Dalam sambutan pembukaannya Bupati Gaeut Rudy Gunawan mengatakan, bahwa Persatuan Guru Republik Indonesia ( PGRI ) merupakan salah satu organisasi yang sangat strategis, mereka adalah orang – orang profesional di bidang pendidikan, bukan organisasi biasa. Kita adalah organisasi profesi yang anggotanya adalah para guru, yang predikat yang disandangkan tidak akan habis – habisnya.
” Saya selaku pribadi juga adalah bagian dari keluarga besar guru, tentu kita sebagai guru mempunyai kehormatan yang luar biasa, siapa pun, jadi apapun hari ini semua berkat didikan dari pada guru, dan guru yang paling monumental di hati kita yaitu guru Sekolah Dasar ( SD ), guru SMP, yang membuat kita berkesan ” kata Bupati Garut.
Oleh sebab itu sambung Bupati Rudy, pihaknya berharap PGRI kabupaten Garut kedepan tetap menjadi organisasi profesional.

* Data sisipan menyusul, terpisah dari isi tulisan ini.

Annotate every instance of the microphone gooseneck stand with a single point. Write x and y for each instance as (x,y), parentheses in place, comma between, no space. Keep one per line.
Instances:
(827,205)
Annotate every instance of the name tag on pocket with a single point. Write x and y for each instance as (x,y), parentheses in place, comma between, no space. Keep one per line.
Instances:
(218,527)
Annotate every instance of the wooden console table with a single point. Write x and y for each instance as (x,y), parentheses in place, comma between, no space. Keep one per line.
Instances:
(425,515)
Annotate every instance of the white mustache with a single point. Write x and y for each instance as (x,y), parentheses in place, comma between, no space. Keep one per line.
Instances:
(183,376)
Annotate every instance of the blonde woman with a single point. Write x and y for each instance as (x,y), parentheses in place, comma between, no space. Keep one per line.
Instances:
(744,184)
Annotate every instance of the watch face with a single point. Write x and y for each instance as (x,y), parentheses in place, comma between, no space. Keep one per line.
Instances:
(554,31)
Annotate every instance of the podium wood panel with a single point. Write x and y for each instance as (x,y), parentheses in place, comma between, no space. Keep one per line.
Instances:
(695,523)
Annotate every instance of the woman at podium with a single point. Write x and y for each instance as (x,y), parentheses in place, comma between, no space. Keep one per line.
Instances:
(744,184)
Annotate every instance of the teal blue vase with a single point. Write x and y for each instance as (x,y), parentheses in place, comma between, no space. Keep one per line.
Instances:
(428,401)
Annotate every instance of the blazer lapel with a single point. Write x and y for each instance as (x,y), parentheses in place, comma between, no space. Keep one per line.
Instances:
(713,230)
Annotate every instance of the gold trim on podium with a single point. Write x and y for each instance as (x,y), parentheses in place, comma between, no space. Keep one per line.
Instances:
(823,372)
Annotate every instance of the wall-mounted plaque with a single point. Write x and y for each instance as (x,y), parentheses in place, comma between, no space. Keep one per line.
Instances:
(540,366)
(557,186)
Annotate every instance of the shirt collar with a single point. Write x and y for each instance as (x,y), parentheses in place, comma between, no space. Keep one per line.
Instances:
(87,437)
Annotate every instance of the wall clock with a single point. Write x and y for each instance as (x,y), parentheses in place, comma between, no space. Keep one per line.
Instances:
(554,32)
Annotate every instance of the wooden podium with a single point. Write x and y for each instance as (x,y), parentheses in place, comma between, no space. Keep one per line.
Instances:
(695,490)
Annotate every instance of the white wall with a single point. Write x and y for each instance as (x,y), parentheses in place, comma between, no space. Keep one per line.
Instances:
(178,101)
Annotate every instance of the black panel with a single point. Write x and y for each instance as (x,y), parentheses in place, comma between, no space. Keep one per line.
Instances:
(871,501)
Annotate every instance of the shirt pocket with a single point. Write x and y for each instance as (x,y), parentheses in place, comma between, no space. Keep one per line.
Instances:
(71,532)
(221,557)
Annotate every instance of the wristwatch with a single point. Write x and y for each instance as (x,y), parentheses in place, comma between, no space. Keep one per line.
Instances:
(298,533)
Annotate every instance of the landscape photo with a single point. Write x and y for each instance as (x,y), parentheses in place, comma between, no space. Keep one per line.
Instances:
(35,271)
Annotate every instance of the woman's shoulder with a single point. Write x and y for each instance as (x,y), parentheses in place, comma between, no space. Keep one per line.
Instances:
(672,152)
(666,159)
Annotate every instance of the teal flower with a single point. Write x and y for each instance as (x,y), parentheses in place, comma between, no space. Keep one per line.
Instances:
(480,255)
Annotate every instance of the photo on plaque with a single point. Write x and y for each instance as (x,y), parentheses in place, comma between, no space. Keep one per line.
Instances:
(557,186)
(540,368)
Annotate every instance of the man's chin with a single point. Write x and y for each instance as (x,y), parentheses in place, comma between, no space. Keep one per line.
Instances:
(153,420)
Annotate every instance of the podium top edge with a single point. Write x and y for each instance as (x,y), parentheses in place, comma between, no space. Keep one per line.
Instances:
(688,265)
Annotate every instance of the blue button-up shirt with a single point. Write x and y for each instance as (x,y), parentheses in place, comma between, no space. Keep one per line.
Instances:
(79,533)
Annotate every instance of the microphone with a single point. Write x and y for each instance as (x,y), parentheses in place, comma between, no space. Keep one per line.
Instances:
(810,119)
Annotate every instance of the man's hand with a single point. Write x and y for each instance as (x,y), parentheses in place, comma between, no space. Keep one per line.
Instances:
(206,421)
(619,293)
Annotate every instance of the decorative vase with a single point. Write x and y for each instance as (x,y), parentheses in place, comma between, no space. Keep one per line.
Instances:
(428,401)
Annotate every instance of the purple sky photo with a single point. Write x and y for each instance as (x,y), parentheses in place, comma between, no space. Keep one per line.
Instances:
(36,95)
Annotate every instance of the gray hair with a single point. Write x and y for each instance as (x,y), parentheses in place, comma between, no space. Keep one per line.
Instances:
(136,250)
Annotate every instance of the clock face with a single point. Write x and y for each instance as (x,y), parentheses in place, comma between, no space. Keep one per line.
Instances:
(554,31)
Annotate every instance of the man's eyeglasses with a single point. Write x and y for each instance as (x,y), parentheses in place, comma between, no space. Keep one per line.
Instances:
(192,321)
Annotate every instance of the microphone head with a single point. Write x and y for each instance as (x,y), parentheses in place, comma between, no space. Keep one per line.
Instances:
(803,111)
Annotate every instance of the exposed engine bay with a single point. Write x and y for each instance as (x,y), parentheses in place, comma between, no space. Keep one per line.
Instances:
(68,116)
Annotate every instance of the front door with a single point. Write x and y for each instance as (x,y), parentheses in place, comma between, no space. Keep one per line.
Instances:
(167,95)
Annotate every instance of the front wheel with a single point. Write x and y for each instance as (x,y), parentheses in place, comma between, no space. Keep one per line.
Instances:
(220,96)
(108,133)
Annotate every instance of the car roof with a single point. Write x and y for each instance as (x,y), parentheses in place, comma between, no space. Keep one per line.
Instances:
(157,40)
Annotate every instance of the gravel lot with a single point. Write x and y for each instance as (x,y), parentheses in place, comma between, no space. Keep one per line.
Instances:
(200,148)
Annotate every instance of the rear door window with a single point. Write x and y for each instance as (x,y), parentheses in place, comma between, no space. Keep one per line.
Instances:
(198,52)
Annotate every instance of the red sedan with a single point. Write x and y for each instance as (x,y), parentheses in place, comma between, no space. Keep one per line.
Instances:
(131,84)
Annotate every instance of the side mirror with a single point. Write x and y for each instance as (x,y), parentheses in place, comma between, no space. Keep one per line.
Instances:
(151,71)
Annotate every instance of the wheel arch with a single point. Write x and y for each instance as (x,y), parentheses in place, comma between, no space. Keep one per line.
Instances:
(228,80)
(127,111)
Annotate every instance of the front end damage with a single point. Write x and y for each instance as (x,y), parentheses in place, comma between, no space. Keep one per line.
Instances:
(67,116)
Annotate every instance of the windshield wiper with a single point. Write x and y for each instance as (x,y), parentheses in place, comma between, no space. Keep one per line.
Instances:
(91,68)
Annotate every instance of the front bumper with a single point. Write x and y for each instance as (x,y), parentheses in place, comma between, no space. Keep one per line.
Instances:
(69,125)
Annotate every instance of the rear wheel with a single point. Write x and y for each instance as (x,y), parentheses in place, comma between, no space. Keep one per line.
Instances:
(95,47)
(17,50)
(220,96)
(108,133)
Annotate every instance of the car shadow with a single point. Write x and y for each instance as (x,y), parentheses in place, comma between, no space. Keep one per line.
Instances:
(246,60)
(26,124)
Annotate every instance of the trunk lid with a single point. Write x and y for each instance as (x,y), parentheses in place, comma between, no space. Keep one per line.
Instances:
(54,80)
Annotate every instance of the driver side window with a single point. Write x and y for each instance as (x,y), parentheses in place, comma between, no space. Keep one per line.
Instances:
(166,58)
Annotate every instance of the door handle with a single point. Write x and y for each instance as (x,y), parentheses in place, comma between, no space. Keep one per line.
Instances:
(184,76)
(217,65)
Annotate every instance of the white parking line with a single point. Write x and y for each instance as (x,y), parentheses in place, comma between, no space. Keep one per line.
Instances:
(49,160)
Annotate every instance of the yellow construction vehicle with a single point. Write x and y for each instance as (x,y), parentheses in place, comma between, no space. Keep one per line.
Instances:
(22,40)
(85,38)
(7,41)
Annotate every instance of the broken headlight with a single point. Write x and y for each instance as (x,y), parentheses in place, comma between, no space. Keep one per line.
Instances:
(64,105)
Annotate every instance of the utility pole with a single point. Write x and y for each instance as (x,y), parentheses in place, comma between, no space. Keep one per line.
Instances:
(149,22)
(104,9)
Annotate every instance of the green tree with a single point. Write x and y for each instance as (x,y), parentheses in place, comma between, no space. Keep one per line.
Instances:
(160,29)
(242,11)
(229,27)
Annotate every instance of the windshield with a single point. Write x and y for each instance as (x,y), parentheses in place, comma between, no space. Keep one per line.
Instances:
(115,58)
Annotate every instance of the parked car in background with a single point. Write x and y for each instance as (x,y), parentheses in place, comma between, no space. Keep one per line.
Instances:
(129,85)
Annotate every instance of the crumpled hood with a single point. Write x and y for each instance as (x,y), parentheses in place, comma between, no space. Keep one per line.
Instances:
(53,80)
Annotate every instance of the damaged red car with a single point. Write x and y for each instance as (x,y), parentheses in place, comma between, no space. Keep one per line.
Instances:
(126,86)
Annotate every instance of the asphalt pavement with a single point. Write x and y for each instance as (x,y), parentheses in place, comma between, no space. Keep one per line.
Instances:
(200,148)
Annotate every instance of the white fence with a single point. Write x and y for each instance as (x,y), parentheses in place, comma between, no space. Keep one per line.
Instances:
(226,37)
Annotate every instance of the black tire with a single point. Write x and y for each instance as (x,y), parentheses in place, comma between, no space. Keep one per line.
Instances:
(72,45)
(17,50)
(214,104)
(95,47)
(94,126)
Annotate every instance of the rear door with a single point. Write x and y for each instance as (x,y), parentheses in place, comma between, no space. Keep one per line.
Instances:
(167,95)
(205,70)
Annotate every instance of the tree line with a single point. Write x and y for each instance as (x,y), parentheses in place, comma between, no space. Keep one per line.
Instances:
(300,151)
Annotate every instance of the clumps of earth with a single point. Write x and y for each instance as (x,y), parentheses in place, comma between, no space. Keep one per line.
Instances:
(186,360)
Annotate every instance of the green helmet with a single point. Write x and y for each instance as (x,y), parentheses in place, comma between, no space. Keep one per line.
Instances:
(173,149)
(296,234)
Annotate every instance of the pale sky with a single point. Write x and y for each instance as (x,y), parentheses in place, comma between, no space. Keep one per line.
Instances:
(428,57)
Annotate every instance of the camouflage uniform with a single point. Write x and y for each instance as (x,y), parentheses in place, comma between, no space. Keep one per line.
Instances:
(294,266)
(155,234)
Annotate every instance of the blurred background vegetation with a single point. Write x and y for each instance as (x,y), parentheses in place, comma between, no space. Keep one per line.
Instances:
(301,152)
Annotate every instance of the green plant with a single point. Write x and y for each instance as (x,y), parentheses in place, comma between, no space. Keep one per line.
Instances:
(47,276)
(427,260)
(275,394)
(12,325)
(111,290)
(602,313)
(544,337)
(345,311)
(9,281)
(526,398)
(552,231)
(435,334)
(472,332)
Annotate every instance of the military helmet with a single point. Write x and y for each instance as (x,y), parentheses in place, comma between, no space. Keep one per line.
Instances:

” Saya mohon, di tahun Pilkada 2023 PGRI tidak ikut berpolitik, nanti akan berdampak pada masalah karena berbeda dukungan sesama anggota PGRI, kalau kepentingan – kepentingan pribadi seperti mencalonkan diri menjadi anggota DPRD atau apapun silahkan, tapi PGRI nya jangan di bawa – bawa ke masalah politik baik Pilkada atau Pilpres” pinta Bupati Rudy.
Disampaikan Rudy, saat ini Pemkab Garut telah menyediakan anggaran RP 40 Milyar untuk dana bagi mereka yang masuk PPPK, Alhamdullilah melalui program 1 juta PPPK yang sudah di launching oleh bapak Wakil Presiden sehingga sekarang Garut tidak ada batas berapapun kebutuhan guru, asalkan mereka yang usianya di atas 35 tahun karena tidak bisa menjadi PNS, karena dalam UU Aparatur Sipil Negara batas maksimal untuk PNS di bawah 35 tahun.
” Oleh sebab itu saya minta Kadisdik, PGRI, para Korwil untuk melakukan langkah – langkah kongkrit supaya nanti di lapangan tidak ada lagi kekurangan guru, tidak hanya yang sekolahnya hanya ada 1 atau 2 PNS nya, saya berharap para siswa mendapat bimbingan dari guru profesional, guru terhormat dan dengan gaji terhormat” harap Rudy .
Terakhir Bupati mengucapkan selamat atas diselenggarakannya Konferensi PGRI kabupaten Garut masa bakti ke XXII ini.
” Saya berharap musyawarah ini menghasilkan kepengurusan pilihan bersama, PGRI yang merupakan mitra Pemerintah boleh melakukan kritik ke Dinas Pendidikan” pungkasnya.